Liputan6.com, Medan - Opini Wajar Tanpa Pengecualian (WTP) yang dikeluarkan Badan Pemeriksaan Keuangan (BPK) bukan jaminan tidak adanya penyimpangan dan praktik yang berpotensi merugikan keuangan negara.
Hal itu disampaikan Anggota V Badan Pemeriksa Keuangan (BPK) Isma Yatun ketika membacakan laporan hasil pemeriksaan BPK atas laporan keuangan Pemprov Sumut dalam rapat paripurna DPRD Sumut di Medan, Selasa, 30 Mei 2017, seperti dilansir Antara.
Baca Juga
Menurut Isma Yatun, pemeriksaan keuangan yang dilakukan BPK tidak dimaksudkan untuk mengungkapkan adanya penyimpangan (fraud) dalam pengelolaan keuangan.
Advertisement
Pemeriksaan tersebut hanya bertujuan untuk memberikan opini mengenai kewajaran atas penyajian laporan keuangan yang disampaikan.
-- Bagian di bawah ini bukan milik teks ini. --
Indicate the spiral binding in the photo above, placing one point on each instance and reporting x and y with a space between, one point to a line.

Dalam pemeriksaan itu, BPK hanya memeriksa kesesuaian laporan dengan Standar Akuntansi Pemerintah, kecukupan informasi laporan, efektivitas sistem pengendalian intern, dan kepatuhan terhadap perundang-undangan.
Dari pemeriksaan tersebut, BPK akan memberikan opini yang terdiri dari Wajar Tanpa Pengecualian (WTP), Wajar Dengan Pengecualian (WDP), Tidak Wajar, dan Tidak Menyatakan Pendapat.
Karena itu, pemeriksaan yang dilakukan BPK tidak ditujukan untuk mengungkap atau menemukan penyimpangan, termasuk yang berpotensi merugikan keuangan negara.
Namun jika menemukan penyimpangan, kecurangan, atau pelanggaran tersebut, pemeriksa harus menyampaikannya dalam Laporan Hasil Pemeriksaan.
Dalam batas tertentu terkait materialitasnya, temuan atas dugaan penyimpangan tersebut bisa saja tidak mempengaruhi opini atas kewajaran laporan.
Dengan demikian, opini yang diberikan BPK, termasuk opini WTP hanyalah pernyataan profesional pemeriksa atas kewajaran laporan, bukan janis tidak adanya penyimpangan.
"Ini perlu kami sampaikan, mengingat masih banyak kesalahpahaman dari sebagian kalangan atas makna opini BPK," ujar dia.
Dalam rapat paripurna tersebut, BPK memberikan opini WTP atas laporan keuangan Pemprov Sumut tahun 2016. Opini WTP tersebut merupakan yang ketiga kalinya diraih Pemprov Sumut karena pernah meraihnya pada tahun 2014 dan 2015.
Suap WTP Kemendes
Penyidik Komisi Pemberantasan Korupsi (KPK) menangkap tujuh orang terkait kasus dugaan suap pemberian predikat wajar tanpa pengecualian (WTP) dari Badan Pemeriksa Keuangan (BPK) terhadap Kemendes PDTT, Jumat 26 Mei 2017.
Tujuh orang tersebut adalah ALS (auditor BPK), RS (eselon I BPK), JBP (eselon III Kemendes), sekretaris RS, sopir JBP, seorang satpam, dan SUG (Irjen Kemendes PDTT).
Dari tujuh orang yang diamankan, KPK menetapkan empat orang sebagai tersangka, yakni Irjen Kemendes SUG, JBP, RS, dan ALS. SUG diduga melakukan pendekatan ke BPK dengan menggunakan kode 'perhatian' untuk WTP 2016.
Selain menangkap tujuh orang, KPK juga menyita sejumlah uang Rp 40 juta di ruang ALS, yang diduga sebagai fee dari komitmen Rp 270 juta. Diduga, SUG memberikan ALS Rp 200 juta pada awal Mei 2017.
Selain Rp 40 juta, turut disita uang Rp 1,145 miliar dan USD 3.000 di ruang ALS. Namun, KPK belum mengetahui apakah uang ini terkait kasus yang sama atau tidak.